Every year new clones are assessed for their suitability for local release by six Regional Variety Committees
(RVCs). Each committee is presented with detailed data from new candidates compared to the relevant commercial varieties of the region. The commercial merits of candidate clones are considered against the local production constraints and challenges of each region and the strengths and weaknesses of the current mix.
The committee, comprising voting members from local grower representative organisations and milling companies, must vote unanimously on what should be released.
Productivity is the priority, so the weighting of tonnes of cane per hectare (TCH) and commercial cane sugar (CCS) is paramount. However, other characteristics that affect the agronomic fit of varieties are also considered including lodging, arrowing, suckering, side shooting, germination behaviour, and early vigour.

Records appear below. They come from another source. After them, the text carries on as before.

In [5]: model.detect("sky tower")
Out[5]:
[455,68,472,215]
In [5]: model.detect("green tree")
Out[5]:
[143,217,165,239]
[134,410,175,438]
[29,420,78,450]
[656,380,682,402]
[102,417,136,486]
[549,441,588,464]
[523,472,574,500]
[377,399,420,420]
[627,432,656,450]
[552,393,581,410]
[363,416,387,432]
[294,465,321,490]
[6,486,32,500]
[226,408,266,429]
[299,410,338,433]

A range of milling and sugar quality parameters are also considered in release decisions.
Experimental clones advancing through the selection program are screened for disease resistance to smut, Fiji leaf gall, leaf scald, mosaic and red rot at SRA’s Woodford station; yellow spot, brown rust and orange rust at SRA’s Meringa Station; and Pachymetra root rot at SRA’s Tully station. This means disease ratings are available before commercialisation decisions are made.
The RVCs have a formal responsibility for biosecurity. Once a variety is released it is added to the Approved variety list for the region which is required to meet every grower’s General Biosecurity Obligation under the Queensland Biosecurity Act (2014). Cane supply agreements also commonly reference delivery of only Approved varieties.

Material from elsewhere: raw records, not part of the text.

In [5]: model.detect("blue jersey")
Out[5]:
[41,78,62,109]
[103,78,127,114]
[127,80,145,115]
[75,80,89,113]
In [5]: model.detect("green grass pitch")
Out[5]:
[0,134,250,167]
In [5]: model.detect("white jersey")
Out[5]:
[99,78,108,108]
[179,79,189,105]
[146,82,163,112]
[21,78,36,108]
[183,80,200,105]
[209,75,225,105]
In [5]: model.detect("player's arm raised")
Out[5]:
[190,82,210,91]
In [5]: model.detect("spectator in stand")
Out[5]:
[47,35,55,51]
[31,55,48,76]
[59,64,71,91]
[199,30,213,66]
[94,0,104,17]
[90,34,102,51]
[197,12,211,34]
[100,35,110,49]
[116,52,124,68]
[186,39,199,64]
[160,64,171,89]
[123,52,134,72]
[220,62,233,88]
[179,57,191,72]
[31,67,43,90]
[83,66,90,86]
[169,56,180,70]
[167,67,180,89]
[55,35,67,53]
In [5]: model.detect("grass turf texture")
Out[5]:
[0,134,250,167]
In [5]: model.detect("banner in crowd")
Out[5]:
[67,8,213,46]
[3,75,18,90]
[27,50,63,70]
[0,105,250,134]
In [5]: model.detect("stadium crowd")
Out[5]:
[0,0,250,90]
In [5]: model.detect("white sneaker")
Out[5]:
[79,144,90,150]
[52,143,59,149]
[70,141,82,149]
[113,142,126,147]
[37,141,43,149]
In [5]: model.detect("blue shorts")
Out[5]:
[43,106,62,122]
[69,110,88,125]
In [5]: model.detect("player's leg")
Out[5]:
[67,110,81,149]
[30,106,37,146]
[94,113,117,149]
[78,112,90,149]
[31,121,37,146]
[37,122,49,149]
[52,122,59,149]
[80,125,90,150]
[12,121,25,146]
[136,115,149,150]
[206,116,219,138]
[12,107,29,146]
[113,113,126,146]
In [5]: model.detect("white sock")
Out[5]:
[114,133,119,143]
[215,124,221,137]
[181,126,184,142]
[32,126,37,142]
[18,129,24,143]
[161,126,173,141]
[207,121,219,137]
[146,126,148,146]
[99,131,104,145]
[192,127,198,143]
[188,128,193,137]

Maximising profitability and minimising risk by adopting a balanced mix of varieties across a farm with different productivity constraints, disease pressures, and harvest timing can be a complex task. Good decision-making in variety adoption and management relies on good information about variety characteristics and performance.
Each year SRA publish Variety Guides for each region summarising productivity data, disease resistance profiles, agronomic characteristics, herbicide toxicity information, and increasingly maturity curves to support selection of varieties to propagate and evaluate on your farm.
Guides for the 2023/24 season will be released in the coming weeks.